In this step, the features extracted in the previous section are matched against a pre-defined dataset or passed on to a machine learning classification model (which has been prior trained with reference data) to recognize the signs. The output of this step can be in form of audio from a speaker, or text display on a screen.

5 Discussion

Flex sensors provide data about flexion of the fingers, however, they do not describe the relative position of the fingers, due to this, using only flex sensors only a small number of signs can be differentiated due to the limited resolution/range of the sensors and difficulties in differentiating similar signs such as ‘M’ and ‘N’. PPG sensors [4] suffer from body motion artifacts and hence cannot be employed in a practical device. Another way of recognizing gestures is using an EMG sensor [3, 7, 9], however, an EMG sensor alone cannot differentiate signs having similar hand orientation and different position like ‘mother’ and ‘father’ signs in children’s sign language have the exact same hand orientation and differ only in position. The inclusion of IMU [4, 6,7,8,9] sensors enables for better differentiation of dynamic signs, however, the problem with similar static signs as in the previous case is still present. Pressure/contact sensors provide data about whether the fingers touch each other, and how firmly, which can be used for discerning many similar gestures and improve the accuracy of the system. Also, as only a few [7] of the aforementioned systems have used a large dataset of other than basic signs (usually 26 alphabets, 10 numbers, and some static gestures), it is difficult to make a statement about the scalability of the other sensor-based systems, because as the number of signs increases, it gets more likely for the signs to be similar to each other and interfere in accurately recognizing the signs.

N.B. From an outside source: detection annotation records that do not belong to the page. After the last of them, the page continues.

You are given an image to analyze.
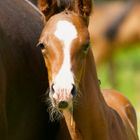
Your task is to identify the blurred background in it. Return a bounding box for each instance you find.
[89,0,140,136]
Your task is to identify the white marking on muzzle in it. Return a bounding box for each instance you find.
[53,20,77,90]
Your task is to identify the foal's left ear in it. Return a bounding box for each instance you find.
[75,0,93,22]
[37,0,58,20]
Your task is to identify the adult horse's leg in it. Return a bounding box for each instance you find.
[0,57,7,140]
[0,0,56,140]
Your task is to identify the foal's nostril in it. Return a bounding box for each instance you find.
[71,84,77,96]
[58,101,68,109]
[50,84,55,94]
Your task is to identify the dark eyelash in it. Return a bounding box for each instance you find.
[83,43,90,52]
[37,43,45,50]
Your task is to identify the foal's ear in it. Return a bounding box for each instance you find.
[37,0,58,20]
[75,0,93,21]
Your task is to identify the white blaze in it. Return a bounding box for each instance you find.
[54,20,77,90]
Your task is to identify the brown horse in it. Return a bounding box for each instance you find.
[0,0,57,140]
[38,0,138,140]
[89,0,140,66]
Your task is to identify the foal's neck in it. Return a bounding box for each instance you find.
[64,51,108,140]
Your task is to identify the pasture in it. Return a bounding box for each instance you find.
[98,44,140,136]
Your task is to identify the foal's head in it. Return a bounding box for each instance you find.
[38,0,92,120]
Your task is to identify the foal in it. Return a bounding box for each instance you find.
[38,0,138,140]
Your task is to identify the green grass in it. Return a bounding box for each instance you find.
[97,44,140,136]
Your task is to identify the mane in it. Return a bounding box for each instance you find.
[57,0,74,10]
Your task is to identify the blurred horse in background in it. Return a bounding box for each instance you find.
[89,1,140,85]
[37,0,138,140]
[0,0,57,140]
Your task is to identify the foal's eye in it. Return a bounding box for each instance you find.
[83,43,90,53]
[37,43,45,50]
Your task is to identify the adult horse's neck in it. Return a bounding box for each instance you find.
[60,50,108,140]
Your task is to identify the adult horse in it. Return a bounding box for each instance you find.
[38,0,138,140]
[0,0,56,140]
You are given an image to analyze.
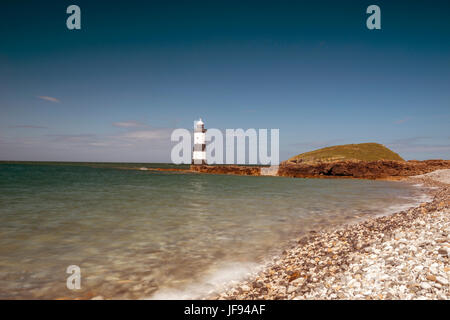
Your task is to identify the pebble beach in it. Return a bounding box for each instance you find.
[214,169,450,300]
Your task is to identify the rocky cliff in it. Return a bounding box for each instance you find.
[278,160,450,179]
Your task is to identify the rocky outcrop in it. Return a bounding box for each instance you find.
[278,160,450,179]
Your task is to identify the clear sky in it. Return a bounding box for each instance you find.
[0,0,450,162]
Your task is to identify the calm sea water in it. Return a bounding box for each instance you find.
[0,164,428,299]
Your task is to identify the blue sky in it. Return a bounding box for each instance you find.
[0,0,450,162]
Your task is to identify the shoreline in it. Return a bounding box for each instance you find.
[209,169,450,300]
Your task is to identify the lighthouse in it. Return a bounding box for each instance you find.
[192,118,206,164]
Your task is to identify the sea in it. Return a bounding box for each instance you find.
[0,162,427,299]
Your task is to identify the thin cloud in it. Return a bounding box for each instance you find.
[8,124,48,129]
[113,121,145,128]
[394,117,411,124]
[38,96,61,103]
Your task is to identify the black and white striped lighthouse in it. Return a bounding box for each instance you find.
[192,118,206,164]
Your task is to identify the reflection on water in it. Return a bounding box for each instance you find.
[0,164,426,299]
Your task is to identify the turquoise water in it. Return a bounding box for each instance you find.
[0,163,426,299]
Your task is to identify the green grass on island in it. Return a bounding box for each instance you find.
[288,143,404,162]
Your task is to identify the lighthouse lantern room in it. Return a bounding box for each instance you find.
[192,118,206,164]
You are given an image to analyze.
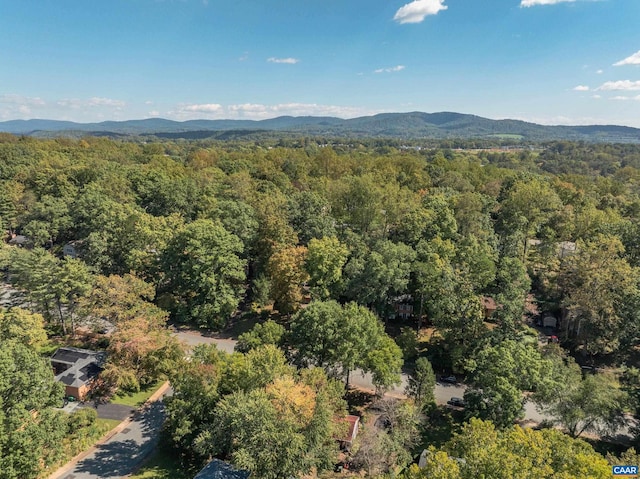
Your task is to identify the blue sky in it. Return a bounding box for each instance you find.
[0,0,640,127]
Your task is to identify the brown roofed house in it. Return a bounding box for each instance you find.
[51,347,107,401]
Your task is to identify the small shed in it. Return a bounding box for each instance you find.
[337,415,360,450]
[482,296,498,319]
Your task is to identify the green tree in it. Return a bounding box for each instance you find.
[444,419,611,479]
[159,220,245,328]
[288,301,402,388]
[235,320,285,353]
[535,356,628,437]
[406,357,436,409]
[0,308,48,349]
[344,240,416,315]
[558,236,640,354]
[305,237,349,300]
[464,340,542,428]
[0,339,66,479]
[267,246,309,314]
[196,378,337,479]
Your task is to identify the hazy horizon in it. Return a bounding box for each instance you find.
[0,0,640,127]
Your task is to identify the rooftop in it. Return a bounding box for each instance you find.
[51,347,106,387]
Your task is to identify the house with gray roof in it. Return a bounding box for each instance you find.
[51,347,107,400]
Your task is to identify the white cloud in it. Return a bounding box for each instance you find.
[267,57,300,65]
[611,95,640,101]
[170,102,382,120]
[373,65,407,73]
[598,80,640,91]
[520,0,576,7]
[613,50,640,67]
[393,0,449,23]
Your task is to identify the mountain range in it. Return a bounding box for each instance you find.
[0,112,640,143]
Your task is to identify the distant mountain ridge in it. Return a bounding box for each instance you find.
[0,112,640,143]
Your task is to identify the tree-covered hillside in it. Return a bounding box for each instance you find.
[0,136,640,478]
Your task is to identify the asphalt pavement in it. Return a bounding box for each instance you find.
[49,390,170,479]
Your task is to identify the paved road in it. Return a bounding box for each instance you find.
[50,401,164,479]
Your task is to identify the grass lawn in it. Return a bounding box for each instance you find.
[111,380,164,407]
[129,447,192,479]
[39,419,120,478]
[96,418,120,434]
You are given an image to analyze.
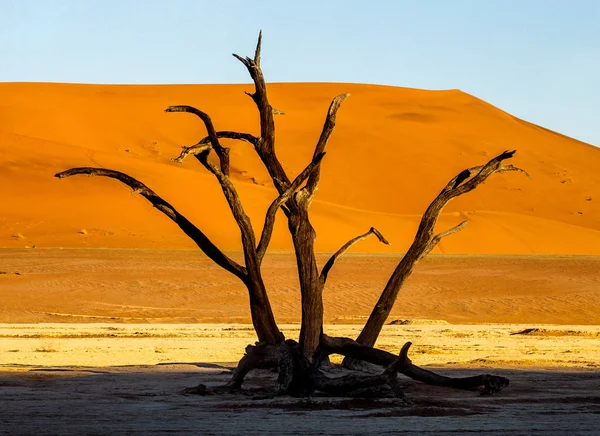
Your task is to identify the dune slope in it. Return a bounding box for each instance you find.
[0,83,600,254]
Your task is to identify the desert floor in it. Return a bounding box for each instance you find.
[0,249,600,435]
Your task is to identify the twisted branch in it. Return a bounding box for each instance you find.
[54,167,247,280]
[357,150,527,346]
[256,153,325,262]
[171,130,258,163]
[319,227,392,286]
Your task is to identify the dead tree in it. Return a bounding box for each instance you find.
[56,30,524,396]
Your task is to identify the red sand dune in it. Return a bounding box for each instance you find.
[0,83,600,254]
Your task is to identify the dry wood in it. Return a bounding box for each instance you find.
[357,150,526,346]
[54,167,247,280]
[320,227,392,286]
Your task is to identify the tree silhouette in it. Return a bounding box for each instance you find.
[56,32,526,396]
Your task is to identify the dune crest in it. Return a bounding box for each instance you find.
[0,83,600,254]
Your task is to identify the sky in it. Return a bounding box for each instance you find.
[0,0,600,146]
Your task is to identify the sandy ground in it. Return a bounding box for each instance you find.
[0,248,600,435]
[0,83,600,255]
[0,324,600,435]
[0,249,600,325]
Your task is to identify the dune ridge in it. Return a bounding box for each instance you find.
[0,83,600,254]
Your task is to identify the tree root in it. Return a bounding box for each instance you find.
[184,335,509,399]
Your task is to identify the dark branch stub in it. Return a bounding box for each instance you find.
[320,227,392,285]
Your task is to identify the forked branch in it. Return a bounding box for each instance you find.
[357,150,527,346]
[165,105,229,176]
[256,153,325,262]
[171,130,258,163]
[320,227,392,286]
[233,31,290,194]
[54,167,246,280]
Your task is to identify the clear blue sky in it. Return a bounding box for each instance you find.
[0,0,600,145]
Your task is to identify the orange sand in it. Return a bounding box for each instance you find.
[0,83,600,254]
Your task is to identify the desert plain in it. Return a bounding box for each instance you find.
[0,83,600,435]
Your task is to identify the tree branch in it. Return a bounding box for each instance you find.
[256,153,325,262]
[319,227,392,286]
[54,167,247,281]
[305,93,350,197]
[171,130,258,163]
[357,150,526,346]
[421,221,469,258]
[165,105,232,176]
[233,31,290,194]
[313,335,509,395]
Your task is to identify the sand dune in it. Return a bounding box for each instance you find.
[0,83,600,254]
[0,249,600,327]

In the vision-based systems also, apart from [15] who used a dataset for 249 signs for their system and [17] whose dataset contains 71 different signs, all other systems have been tested for a significantly fewer number of signs and hence it is difficult to comment about their performance with a significantly large dataset for the same reasons as in the case of sensor-based systems.

6 Conclusions

We have seen in the previous sections that most of the systems are merely a proof of concept and not a real solution to the problem, as scalability remains a major concern. For the sensor-based systems, the accuracy of the gesture recognition increases as the number and type of sensors used is increased, hence, future research should continue to explore the accuracy of SLR by using flex sensors on the wrist of the signer also, to capture the relative angle of the hand with respect to the arm, along with using flex sensors on all 10 fingers, and IMUs on each hand to capture as much data as possible to make a decision. The inclusion of contact sensors and sEMG sensors will only improve the accuracy of the system.

Also, it can be concluded from the previous sections that vision-based systems cover the areas missed by sensor-based systems, like facial expressions, and sensor-based systems do not need perfect line of sight communication, unlike vision-based systems. This can be extremely useful in discerning signs that are similar to each other. Hence, it will be fascinating to see the two methods combined to make a hybrid SLR system, which should eliminate most of the drawbacks of the current solutions and can make for a real-world solution to sign language recognition, however, the cost constraint of such a system might pose as a roadblock for availability to the masses.